In the beginning, there was Chicago Transit Authority, with its ground-breaking blend of Pop and Jazz … featuring the songs and the singing of Robert Lamm. This ‘Avant Garde’ music found incredible international success with more than a few albums.

Here is a new collection of Robert Lamm songs, which will remind you of the eclectic approach of those early Chicago albums, but with a very modern flavor!

Lamm says: “I’ve been attempting with this new album “Subtlety&Passion” and my previous album, “In My Head” to create rich harmonic structure, with great live players, and loops, beats, samples. . . . . BUT WITH MELODIES AND CHORD CHANGES (imagine that!) I wanted to avoid ‘one chord’ songs, we get too much of that from otherwise really great young singers, rappers, and bands.”

Amen, Robert. Kudos for hitting this one out of the park and into the parking lot! S&P is truly worthy to be called a masterpiece.

Review

Review by William Ruhlmann, Rovi

When prominent members of successful bands make solo albums, they tend to take one of two approaches: either they try to avoid sounding like the parent groups, or they don’t. Robert Lamm, keyboardist and singer with Chicago, for the most part went the former route with his first three solo albums, and there was much validity to that, if only because the band’s most identifiable style — its horn sound — was played by others. Lamm did bring his familiar strengths to his solo albums, particularly his direct, personal way with lyrics and his eclectic musical taste. But usually you wouldn’t mistake a track from one of those albums for a Chicago recording.

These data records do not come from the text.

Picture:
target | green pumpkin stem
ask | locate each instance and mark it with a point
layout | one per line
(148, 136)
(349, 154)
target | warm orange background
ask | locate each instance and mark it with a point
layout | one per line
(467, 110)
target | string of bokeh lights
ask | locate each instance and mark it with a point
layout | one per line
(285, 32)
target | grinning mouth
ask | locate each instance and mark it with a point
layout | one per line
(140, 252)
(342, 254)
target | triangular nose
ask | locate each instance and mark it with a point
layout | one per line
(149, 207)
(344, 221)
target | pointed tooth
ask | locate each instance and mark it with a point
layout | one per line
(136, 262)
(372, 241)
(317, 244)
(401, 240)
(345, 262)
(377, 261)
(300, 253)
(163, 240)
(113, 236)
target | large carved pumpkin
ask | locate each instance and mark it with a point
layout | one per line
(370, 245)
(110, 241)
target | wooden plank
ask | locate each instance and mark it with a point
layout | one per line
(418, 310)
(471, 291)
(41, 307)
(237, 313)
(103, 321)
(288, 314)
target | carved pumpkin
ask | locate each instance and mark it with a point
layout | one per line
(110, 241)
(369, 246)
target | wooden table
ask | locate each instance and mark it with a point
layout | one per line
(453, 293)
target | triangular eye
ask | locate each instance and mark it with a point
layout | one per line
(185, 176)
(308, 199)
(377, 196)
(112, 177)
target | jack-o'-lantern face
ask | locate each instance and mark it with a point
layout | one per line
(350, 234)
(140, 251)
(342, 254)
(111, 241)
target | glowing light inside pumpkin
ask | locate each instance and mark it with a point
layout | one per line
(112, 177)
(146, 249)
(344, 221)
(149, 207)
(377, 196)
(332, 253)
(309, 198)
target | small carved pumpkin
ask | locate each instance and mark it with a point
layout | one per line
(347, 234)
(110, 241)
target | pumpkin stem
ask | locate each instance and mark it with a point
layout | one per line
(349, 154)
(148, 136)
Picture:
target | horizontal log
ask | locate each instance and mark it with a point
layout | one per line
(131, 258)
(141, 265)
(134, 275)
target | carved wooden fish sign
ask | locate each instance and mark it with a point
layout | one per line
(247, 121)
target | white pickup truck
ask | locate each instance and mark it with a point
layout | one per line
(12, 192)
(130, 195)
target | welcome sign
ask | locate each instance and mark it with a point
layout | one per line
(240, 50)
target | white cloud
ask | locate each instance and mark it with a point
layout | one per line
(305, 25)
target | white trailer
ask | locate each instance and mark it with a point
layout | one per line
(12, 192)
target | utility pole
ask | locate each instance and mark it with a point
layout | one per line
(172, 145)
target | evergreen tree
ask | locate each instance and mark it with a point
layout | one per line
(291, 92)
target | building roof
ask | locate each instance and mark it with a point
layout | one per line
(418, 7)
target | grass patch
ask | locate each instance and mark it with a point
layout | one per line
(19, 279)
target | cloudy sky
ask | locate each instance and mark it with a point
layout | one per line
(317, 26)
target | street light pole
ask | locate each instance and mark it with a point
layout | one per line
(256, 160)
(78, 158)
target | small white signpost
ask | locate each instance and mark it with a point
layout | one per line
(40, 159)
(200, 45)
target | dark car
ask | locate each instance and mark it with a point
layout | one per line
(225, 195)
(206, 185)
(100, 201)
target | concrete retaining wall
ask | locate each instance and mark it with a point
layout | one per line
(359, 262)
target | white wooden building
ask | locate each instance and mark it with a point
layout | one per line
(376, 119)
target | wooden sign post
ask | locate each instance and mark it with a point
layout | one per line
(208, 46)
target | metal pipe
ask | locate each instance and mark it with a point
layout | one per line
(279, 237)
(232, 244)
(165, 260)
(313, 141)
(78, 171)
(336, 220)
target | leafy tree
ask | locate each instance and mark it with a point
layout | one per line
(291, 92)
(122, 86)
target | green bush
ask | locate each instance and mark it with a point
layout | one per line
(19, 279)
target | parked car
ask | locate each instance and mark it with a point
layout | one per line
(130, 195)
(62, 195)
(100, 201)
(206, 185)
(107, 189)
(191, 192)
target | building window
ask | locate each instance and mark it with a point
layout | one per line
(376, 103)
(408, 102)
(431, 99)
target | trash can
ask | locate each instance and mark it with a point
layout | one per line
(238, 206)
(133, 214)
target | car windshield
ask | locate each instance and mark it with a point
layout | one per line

His fourth album, Subtlety & Passion, is a different story. Most of the tracks on it would fit easily onto a Chicago album, especially one of the band’s LPs from the mid-’70s. One reason for this may be that some of the material originally was earmarked for a new Chicago album that did not see release. (Most of the bandmembers play on this disc.) But also, Lamm is deliberately looking back over his career, and he is using the Chicago style, complete with horns, to do so. “Another Sunday” could be a continuation of the Chicago hit “Saturday in the Park,” “You Never Know the Story” laments the 1978 death of Chicago guitarist Terry Kath, and “Intensity” actually features Kath’s guitar playing. As usual, Lamm trenchantly comments on the world around him in songs like “It’s Always Something” and “Gimme Gimme” (the latter criticizing the entertainment industry’s mania for giving itself awards), as he has before. And, in what should delight Chicago fans, he turns in songs that sound like the band in its early prime, notably leadoff track “I Could Tell You Secrets” and “The Mystery of Moonlight,” either of which could have been a major hit if released in the ’70s. But that is not to say that the album sounds dated. Rather, Lamm, who has sometimes used his solo albums to keep up with contemporary pop sounds, this time has made an album in his classic style. “Subtlety and passion have fallen out of fashion,” he sings, but they remain his artistic goals, goals reached on the album of that name.